Shen Yun has been touring the world since 2006, creating new programs every year from its home in New York state. Its mission is to revive the 5,000 years of divinely imparted Chinese culture from before the communist era. Many of its performers are refugees of religious persecution, and Shen Yun‘s program touches upon these realities.
“Knowing that that kind of stuff is still going on today is just tragic,” said Prather. “I’m glad [America] is a stage for awakening, and renewing a past that has been lost.”
Pianist Moss Stanley is the bandleader for a popular local band called Nitebridge, founded in the ’80s. Having grown up outside of London with music as his companion, Moss has also served as a musical director for Broadway musicals.
He took the night off his own show to catch Shen Yun.
“Here are my thoughts in a nutshell—it’s young people who can only perform [this] show because of the dance and the movement. So for these young people, to all get together and show the world the beauty of a culture that’s much older than ours is incredible,” he said.
“All of it just flows so well together,” Stanley said. “And I could tell that the staging and the choreography and the music spent hours practicing to get it as perfect as it is, it’s just beautiful. And the athletic ability of all the dancers—incredible.”
As a musician, he said he appreciated the incredible feat of producing an all-new program each year at this level of excellence.
“It was just fun to hear all the mix of the Western and the Eastern instruments in perfect harmony. That’s how life should be,” he said of the orchestra, which blends a full Western orchestra with key Chinese instruments.

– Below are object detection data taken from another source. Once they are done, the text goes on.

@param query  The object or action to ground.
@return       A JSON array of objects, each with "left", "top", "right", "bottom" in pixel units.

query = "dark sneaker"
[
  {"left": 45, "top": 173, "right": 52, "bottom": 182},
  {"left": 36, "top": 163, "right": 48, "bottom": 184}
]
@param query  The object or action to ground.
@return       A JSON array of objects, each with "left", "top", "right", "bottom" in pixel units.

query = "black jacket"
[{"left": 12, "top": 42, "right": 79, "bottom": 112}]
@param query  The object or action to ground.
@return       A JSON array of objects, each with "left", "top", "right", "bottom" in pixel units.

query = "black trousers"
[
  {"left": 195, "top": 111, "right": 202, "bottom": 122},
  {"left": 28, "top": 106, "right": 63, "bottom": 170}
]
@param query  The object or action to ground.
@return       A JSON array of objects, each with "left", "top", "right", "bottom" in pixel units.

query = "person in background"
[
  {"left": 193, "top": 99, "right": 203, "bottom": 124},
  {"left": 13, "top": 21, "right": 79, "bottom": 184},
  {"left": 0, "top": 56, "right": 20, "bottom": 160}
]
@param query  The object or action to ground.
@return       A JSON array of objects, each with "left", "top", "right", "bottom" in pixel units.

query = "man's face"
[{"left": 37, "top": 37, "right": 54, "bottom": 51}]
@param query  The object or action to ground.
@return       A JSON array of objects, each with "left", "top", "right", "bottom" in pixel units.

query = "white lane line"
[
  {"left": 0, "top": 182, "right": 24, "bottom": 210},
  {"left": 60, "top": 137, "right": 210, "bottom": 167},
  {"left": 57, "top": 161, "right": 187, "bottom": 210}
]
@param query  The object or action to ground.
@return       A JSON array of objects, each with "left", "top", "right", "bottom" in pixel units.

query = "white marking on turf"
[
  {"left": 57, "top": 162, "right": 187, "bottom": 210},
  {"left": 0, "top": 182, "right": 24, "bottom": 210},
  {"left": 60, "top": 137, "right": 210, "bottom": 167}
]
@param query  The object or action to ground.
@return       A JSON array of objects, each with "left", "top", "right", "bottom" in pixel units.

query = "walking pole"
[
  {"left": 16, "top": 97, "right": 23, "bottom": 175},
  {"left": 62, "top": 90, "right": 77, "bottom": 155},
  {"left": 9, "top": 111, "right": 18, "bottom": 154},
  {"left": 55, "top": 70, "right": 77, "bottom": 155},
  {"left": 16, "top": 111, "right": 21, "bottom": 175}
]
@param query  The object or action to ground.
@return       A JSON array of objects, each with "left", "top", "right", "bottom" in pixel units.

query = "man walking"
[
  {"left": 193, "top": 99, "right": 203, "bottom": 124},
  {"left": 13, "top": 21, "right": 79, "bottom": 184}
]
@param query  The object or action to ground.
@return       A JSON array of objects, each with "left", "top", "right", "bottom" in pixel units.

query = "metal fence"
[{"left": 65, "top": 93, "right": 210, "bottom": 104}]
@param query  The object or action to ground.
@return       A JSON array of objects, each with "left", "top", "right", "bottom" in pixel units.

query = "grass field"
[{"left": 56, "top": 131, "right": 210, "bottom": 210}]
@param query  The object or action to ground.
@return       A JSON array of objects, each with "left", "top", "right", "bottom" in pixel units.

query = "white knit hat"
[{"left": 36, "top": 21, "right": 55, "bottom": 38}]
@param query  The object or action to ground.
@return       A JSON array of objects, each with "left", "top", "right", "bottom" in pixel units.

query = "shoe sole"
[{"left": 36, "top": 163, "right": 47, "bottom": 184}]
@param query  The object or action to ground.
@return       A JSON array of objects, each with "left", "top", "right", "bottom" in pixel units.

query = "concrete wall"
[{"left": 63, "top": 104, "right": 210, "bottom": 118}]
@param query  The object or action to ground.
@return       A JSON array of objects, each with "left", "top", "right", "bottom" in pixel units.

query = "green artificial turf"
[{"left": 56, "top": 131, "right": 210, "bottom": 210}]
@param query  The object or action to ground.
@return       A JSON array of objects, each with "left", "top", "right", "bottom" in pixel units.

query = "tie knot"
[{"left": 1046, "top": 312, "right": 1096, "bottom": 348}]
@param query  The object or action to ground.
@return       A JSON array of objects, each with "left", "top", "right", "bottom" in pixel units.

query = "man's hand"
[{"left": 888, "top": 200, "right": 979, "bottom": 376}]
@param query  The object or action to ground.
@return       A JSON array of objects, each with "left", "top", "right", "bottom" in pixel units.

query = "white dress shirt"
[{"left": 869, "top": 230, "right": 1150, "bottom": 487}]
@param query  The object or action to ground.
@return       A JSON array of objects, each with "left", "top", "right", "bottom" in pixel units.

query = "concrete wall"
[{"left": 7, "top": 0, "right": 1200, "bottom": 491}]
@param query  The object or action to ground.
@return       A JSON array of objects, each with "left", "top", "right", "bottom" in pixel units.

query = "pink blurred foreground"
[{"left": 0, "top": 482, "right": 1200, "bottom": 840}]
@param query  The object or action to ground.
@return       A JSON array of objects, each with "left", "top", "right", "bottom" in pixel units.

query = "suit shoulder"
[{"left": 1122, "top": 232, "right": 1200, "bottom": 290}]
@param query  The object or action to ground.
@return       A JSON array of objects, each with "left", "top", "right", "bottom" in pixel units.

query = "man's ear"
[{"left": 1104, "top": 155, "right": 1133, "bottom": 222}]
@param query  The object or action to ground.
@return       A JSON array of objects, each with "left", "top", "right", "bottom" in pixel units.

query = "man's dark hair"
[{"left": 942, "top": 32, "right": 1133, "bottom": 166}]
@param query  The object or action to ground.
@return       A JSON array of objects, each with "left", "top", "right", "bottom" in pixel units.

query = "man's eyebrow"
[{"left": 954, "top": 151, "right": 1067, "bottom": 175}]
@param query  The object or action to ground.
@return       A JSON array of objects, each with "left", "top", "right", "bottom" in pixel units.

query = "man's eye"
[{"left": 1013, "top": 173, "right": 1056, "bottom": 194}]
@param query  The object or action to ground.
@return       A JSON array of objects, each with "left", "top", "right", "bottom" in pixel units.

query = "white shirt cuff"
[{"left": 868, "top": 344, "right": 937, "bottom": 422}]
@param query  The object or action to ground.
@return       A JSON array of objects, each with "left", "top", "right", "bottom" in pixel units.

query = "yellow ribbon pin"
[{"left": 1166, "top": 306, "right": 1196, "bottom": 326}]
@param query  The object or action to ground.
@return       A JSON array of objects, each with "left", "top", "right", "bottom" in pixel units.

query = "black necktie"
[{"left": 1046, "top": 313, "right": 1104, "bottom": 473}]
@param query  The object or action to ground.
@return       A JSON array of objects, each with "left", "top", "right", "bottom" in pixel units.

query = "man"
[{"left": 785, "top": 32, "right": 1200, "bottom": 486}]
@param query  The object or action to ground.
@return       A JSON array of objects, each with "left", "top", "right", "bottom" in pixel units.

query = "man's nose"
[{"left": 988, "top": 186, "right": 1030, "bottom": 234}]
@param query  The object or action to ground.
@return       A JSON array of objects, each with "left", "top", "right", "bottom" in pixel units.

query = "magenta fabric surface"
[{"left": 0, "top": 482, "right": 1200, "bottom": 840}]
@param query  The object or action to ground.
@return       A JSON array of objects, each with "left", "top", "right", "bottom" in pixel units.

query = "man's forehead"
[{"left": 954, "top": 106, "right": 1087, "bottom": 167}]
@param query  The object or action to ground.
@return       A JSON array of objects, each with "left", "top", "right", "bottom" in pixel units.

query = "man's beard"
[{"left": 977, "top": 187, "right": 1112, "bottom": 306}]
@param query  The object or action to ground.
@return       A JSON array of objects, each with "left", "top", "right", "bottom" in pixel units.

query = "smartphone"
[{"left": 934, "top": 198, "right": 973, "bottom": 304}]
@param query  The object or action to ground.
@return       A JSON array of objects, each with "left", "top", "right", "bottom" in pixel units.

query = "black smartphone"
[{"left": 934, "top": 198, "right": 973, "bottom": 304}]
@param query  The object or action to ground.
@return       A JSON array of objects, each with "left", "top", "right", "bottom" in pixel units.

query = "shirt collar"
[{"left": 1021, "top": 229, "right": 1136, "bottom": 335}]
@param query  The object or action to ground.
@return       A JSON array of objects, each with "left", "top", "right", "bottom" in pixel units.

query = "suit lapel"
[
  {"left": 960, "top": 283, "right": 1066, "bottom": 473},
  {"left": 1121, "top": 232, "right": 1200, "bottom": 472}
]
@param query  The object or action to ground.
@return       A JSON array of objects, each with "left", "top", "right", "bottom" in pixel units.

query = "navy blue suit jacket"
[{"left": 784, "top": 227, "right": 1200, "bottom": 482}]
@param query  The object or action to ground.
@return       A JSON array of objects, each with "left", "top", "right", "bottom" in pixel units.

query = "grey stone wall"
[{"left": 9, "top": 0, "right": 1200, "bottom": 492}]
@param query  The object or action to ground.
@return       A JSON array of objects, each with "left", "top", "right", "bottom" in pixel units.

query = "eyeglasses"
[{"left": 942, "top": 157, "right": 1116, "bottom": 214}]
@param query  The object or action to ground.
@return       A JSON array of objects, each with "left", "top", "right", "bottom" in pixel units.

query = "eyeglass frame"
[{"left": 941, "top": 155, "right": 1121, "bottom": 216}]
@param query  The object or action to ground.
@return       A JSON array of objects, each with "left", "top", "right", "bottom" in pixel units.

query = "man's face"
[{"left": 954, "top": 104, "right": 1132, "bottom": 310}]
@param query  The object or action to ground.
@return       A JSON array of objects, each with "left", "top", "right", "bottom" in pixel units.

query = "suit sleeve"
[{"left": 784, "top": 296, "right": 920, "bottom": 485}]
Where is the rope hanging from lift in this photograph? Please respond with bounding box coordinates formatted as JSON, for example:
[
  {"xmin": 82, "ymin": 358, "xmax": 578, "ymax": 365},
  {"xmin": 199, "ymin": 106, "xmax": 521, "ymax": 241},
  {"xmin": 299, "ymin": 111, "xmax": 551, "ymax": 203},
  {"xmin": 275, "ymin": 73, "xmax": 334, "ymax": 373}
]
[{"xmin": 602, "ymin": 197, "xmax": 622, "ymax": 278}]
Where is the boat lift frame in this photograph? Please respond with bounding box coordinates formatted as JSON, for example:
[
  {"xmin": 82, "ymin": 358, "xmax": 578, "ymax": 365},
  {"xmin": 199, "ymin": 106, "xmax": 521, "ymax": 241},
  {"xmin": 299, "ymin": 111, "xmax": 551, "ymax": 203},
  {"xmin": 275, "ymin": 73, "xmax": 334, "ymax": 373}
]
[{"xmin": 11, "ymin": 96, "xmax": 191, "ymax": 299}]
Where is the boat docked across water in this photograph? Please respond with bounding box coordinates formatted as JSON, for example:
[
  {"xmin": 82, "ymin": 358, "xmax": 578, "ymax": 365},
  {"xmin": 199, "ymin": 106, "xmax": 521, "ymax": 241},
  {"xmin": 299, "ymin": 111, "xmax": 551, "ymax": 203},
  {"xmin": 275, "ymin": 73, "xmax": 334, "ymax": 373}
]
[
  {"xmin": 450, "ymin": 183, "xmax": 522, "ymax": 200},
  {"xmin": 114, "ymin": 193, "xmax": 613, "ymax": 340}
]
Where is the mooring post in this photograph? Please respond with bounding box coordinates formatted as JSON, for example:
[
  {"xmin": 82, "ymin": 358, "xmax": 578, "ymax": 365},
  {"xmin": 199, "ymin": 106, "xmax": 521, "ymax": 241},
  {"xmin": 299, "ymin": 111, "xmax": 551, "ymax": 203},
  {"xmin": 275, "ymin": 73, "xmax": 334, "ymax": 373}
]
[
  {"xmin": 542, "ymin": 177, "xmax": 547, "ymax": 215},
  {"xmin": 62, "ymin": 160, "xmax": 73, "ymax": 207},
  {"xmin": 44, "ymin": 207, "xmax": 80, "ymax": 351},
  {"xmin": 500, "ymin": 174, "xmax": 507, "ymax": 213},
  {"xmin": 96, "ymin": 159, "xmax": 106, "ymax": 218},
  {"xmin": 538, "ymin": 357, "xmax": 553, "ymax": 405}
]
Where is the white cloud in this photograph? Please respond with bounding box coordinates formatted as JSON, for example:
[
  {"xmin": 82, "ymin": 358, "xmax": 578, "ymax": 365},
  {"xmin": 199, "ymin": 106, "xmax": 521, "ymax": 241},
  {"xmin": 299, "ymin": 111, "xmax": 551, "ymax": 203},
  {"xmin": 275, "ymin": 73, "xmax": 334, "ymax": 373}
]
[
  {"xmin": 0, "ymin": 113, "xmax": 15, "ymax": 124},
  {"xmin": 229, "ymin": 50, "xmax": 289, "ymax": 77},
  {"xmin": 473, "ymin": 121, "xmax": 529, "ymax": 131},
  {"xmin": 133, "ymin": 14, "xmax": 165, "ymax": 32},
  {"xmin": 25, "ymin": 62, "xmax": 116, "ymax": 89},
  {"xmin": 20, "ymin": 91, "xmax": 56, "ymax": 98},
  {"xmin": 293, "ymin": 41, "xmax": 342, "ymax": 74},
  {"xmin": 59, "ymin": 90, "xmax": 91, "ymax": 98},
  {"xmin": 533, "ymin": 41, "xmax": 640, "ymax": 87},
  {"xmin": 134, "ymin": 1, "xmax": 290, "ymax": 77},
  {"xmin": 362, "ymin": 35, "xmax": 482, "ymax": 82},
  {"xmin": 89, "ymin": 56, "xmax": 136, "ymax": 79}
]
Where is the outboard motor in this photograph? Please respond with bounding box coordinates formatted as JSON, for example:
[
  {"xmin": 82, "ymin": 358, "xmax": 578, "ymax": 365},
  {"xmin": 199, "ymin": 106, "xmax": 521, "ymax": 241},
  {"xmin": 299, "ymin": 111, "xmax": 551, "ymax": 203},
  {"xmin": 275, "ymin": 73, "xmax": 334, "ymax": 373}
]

Stanley sent his praises to two musicians who particularly won his heart, one was the soloist who performed a challenging melody on the two-stringed Chinese erhu. “I know some guitar players with six strings that can’t play like that,” he said.
The other was the trombone player. “I don’t know who he was but he looked like he was 20 years old. And he’s badass trombone because he was right on it,” he said.
Stanley said that as he watched, he had “tears of happiness” come to his eyes. “And it was just pure beauty. It was just amazing,” he said.